|Creating and compiling a database and providing access to the information stored on it to data redistributors and end-user/¬subscribers alike has, with improved technology and consumer awareness, become big business. Where the database owner is not creating the data itself, the task of selecting and obtaining the right data on the right terms and keeping such data continuously updated, is the key to success.
However, although data can be bought and sold like any other commodity, the data owner will, more often than not, wish to protect its copyright interest in the data and for this reason most data supply agreements take the form of a license.
By its very nature, a license will specify the terms of the grant and the conditions relating to, in particular, the manner in which the end-user is permitted to use the data.
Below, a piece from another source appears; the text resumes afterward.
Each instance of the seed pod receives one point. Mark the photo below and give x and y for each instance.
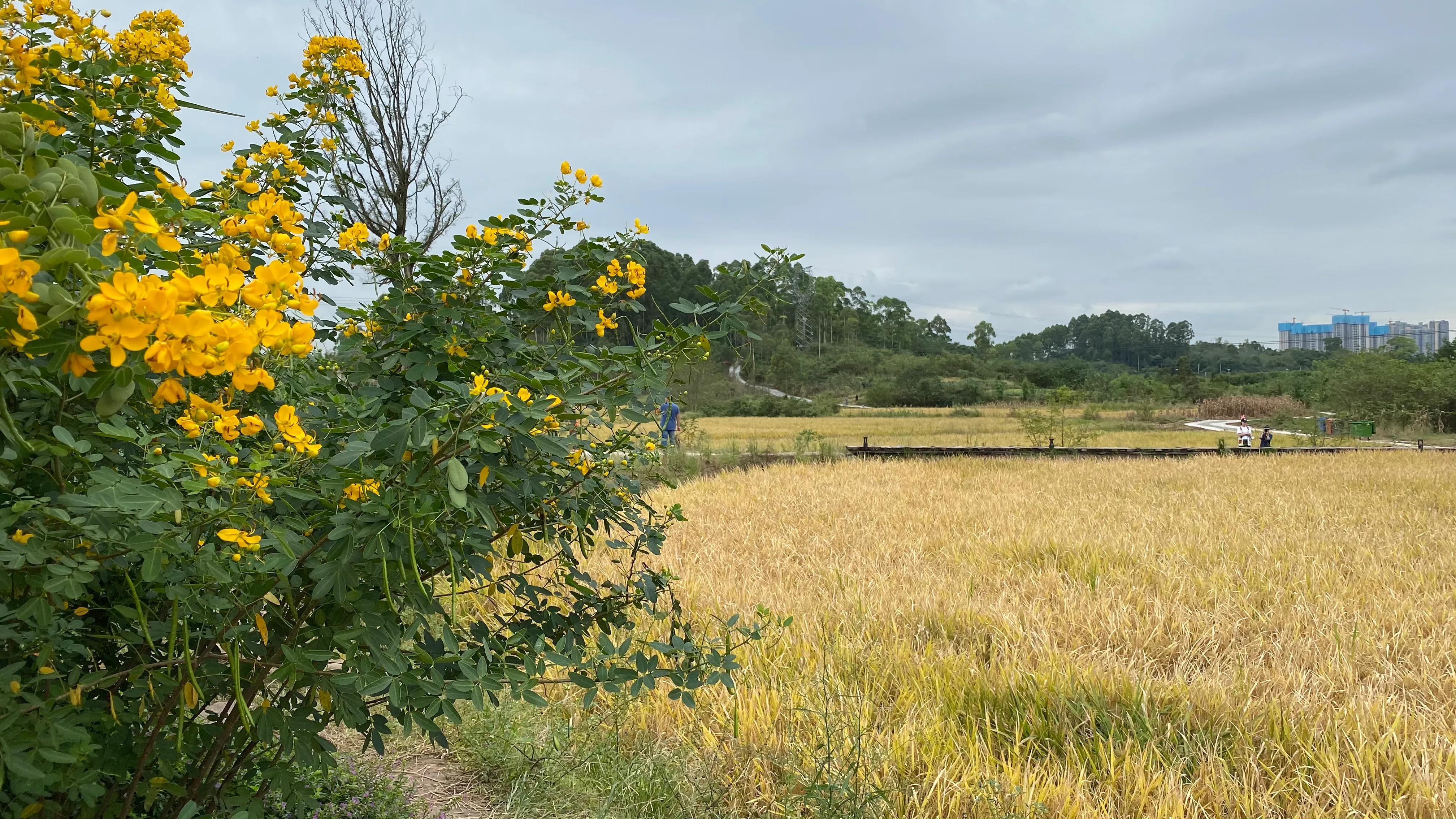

In the particular example set out in this Contract the data is to be supplied for the express purpose of adding to the receiver's database. It is essential that, in order for copyright to be retained by the original owner, the data should not be reformatted or merged with other data in the database to the extent that it ceases to be identifiable as belonging to the data supplier.
Having regard to commercial reality and with respect to the nature of many commercially available databases, the principal purpose of subscribing to which is to enable end-users to access and download data for manipulation within the end-user's own business (e.g. financial data for use by stockbrokers or for investment purposes); there are many degrees to which an absolute restriction on downloading can be relaxed.
Contractually, from the financial perspective, the sample charging structure proposed in this Contract recognizes the nature of database distribution of data and suggests that not only does the data supplier receive an annual charge for the data but also a fee per end-user/customer to whom the receiver of the data (the database owner) distributes the data by means of access to its database.